Das erste Mal. Das erste Mal in diesem Jahr. Das erste Mal in diesem Jahr bin ich in ganz kurzen Hosen los. Endlich wieder Luft an den Beinen – was für ein großartiges Freiheitsgefühl! Sanfter Wind, 10 Grad, Sonne… fantastisch. Gemeinsam mit Lotta Vitamin D getankt für Körper und Seele. Bin vor mich hingelaufen und habe gar nichts gedacht.
Wenn das doch den Rest des Tages so weitergehen könnte! Geht es aber nicht. Ich bin unsicher und mache mir Gedanken, nachts manchmal auch Sorgen. Sehe so viele unbekümmerte Menschen auf den Straßen. In den Läden. Nah beieinander, in großen Gruppen. Viele tragen einen Mundschutz, das schon. Aber sie verhalten sich als sei nichts. Als gebe es Covid 19 nicht. Als sei es plötzlich ungefährlich. Als sei es nicht mehr ansteckend. Auch sie haben Freiheitsgefühle…

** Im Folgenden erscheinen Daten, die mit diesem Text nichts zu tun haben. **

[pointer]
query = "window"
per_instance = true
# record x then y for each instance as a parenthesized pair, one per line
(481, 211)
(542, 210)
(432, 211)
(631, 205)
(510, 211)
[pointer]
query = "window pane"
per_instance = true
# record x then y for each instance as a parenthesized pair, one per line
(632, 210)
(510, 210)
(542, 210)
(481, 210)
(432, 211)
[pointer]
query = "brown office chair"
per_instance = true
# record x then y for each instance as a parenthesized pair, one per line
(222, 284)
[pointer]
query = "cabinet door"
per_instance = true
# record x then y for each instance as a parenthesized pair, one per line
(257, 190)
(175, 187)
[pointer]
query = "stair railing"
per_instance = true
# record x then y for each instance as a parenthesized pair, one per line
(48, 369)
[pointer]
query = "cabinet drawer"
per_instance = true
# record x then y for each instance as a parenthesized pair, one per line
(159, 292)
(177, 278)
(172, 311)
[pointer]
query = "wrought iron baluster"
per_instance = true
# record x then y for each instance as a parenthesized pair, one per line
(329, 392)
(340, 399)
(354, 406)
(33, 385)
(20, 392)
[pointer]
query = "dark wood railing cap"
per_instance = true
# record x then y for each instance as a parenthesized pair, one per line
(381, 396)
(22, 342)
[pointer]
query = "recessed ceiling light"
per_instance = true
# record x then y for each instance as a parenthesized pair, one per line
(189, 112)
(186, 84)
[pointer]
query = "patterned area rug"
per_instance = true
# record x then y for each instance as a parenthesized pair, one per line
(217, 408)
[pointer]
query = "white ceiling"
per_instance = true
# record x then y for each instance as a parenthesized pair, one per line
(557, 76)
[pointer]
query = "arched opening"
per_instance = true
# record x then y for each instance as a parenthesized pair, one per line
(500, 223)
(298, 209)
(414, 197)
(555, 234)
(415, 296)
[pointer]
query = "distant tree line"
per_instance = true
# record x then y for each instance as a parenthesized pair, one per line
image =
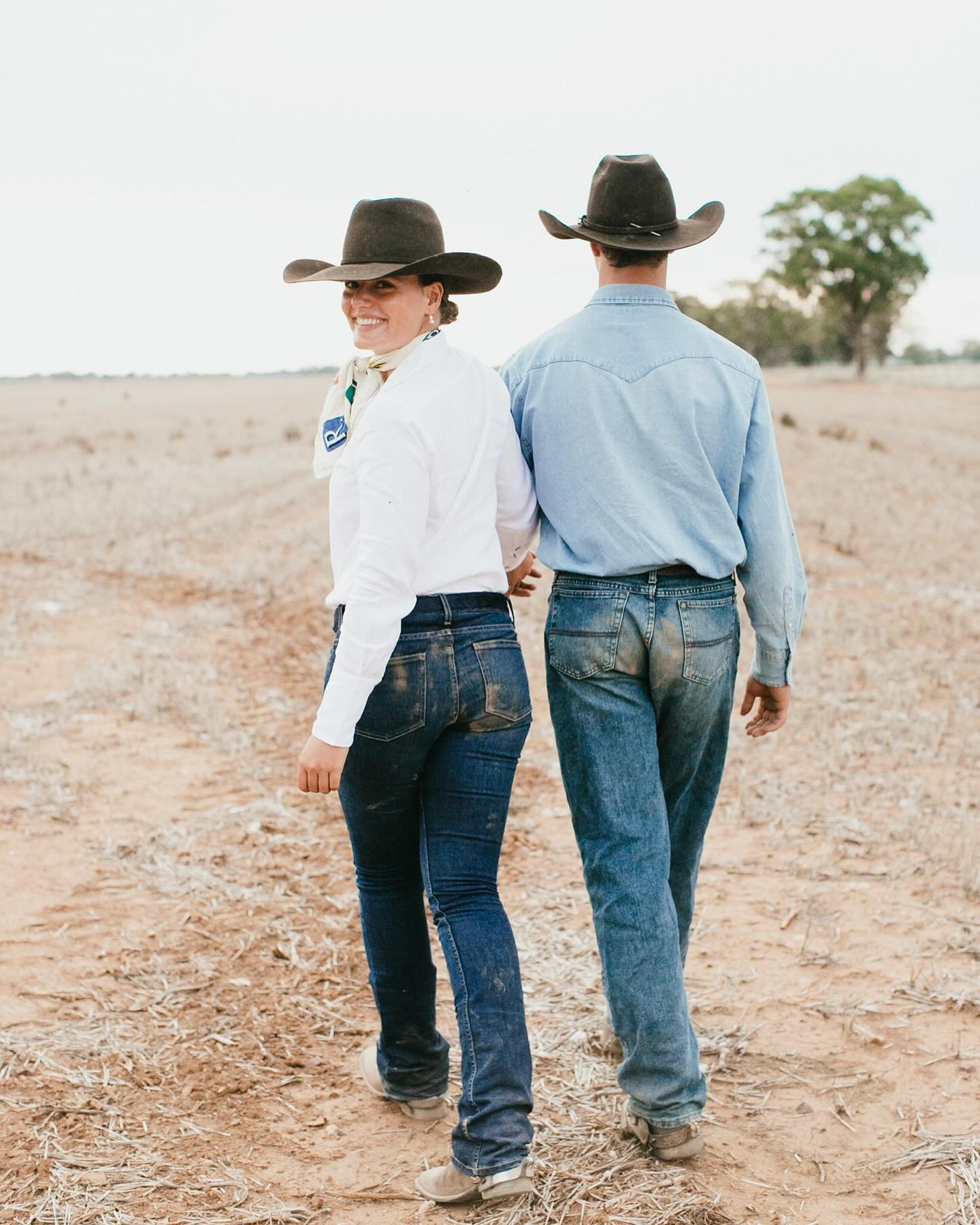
(843, 266)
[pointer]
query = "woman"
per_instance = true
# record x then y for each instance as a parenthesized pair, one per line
(425, 704)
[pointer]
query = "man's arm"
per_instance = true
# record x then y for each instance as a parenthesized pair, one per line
(772, 572)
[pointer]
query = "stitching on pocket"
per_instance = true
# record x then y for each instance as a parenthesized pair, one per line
(496, 644)
(612, 635)
(379, 691)
(691, 670)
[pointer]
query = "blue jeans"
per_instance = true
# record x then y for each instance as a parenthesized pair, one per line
(425, 793)
(641, 678)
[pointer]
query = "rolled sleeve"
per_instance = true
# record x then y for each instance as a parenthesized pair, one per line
(392, 474)
(772, 574)
(517, 504)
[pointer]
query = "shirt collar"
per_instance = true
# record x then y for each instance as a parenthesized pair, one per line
(431, 348)
(631, 295)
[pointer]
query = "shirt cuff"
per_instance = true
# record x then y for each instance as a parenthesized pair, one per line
(773, 667)
(341, 707)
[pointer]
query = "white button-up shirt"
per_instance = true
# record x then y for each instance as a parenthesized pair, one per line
(430, 496)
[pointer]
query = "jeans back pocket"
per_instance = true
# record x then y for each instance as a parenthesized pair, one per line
(583, 630)
(708, 629)
(505, 679)
(397, 702)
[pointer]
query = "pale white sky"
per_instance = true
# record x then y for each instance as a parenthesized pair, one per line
(163, 161)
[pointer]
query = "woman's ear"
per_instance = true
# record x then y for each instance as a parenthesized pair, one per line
(434, 295)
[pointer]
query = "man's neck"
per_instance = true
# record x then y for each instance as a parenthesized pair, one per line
(632, 276)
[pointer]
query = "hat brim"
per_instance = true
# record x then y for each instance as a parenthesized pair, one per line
(686, 233)
(459, 271)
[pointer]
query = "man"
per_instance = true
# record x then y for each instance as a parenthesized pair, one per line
(655, 466)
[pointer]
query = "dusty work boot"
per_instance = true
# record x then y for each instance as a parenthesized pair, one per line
(446, 1185)
(676, 1145)
(428, 1109)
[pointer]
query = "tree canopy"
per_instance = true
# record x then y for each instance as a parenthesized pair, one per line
(851, 252)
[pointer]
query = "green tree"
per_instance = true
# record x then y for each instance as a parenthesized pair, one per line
(853, 254)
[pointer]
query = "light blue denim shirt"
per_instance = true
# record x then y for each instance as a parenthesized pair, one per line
(652, 444)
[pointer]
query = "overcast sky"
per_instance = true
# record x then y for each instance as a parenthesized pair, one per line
(163, 161)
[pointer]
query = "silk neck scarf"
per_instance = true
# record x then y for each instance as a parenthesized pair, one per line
(352, 391)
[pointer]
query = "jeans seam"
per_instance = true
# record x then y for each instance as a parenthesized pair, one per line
(468, 1090)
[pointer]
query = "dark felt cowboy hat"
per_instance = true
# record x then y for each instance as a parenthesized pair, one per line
(387, 238)
(631, 206)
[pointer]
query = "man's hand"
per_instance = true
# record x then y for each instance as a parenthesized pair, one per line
(519, 578)
(320, 767)
(772, 710)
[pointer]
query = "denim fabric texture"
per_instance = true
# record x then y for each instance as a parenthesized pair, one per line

Morgen beginnt Woche 9 dieser besonderen Zeit. Unser Jüngster ist seit neun Wochen nicht mehr im Kindergarten. Er hat seit neun Wochen seine Freunde nicht mehr gesehen. Acht Wochen lang hatte ich das Gefühl, dass ihn das nicht allzu sehr beeinträchtigt. Seit ein paar Tagen merke ich, dass es ihn immer mehr beeinträchtigt. Er spielt nur noch selten allein. Er ist ungeduldig. Er ist weinerlich. Er schläft schlecht ein. Er möchte eigentlich den ganzen Tag nur Geschichten hören oder sehen.
Als Mutter und als Läuferin wünsche ich mir nichts sehnlicher zurück als die Freiheit, die wir vor Corona hatten. Ich möchte wieder im Pulk der Masse im Startblock stehen und die Aufregung der anderen Läufer spüren. Ich möchte dem Läufer, der kurz vor mir ins Ziel kommt und den ich gar nicht kenne, euphorisch um den Hals fallen. Nur, weil wir es ins Ziel geschafft haben. Ich möchte mich im Zoo vor den Gehegen mit den anderen Menschen drängeln, um die beste Sicht auf die Gorillas oder die Robben zu haben. Auf überfüllten Spielplätzen den Kindern beim unbekümmerten gemeinsamen Toben zusehen.
Und doch habe ich das Gefühl, dass ich darauf noch lange warten muss. Dass das hier ein Marathon ist. Wir sind schon gut unterwegs. Aber wie viele Kilometer haben wir schon geschafft? Laufen wir bald ins Ziel ein und sind jetzt gerade bei Kilometer 35, wo es ganz besonders schmerzt? Wo man aufhören würde, sobald man anhalten würde? Oder sind wir gerade erst losgelaufen? Ich bin unsicher. Und hoffe, dass auch mich bald das große Aufatmen erreicht, das viele jetzt schon spüren.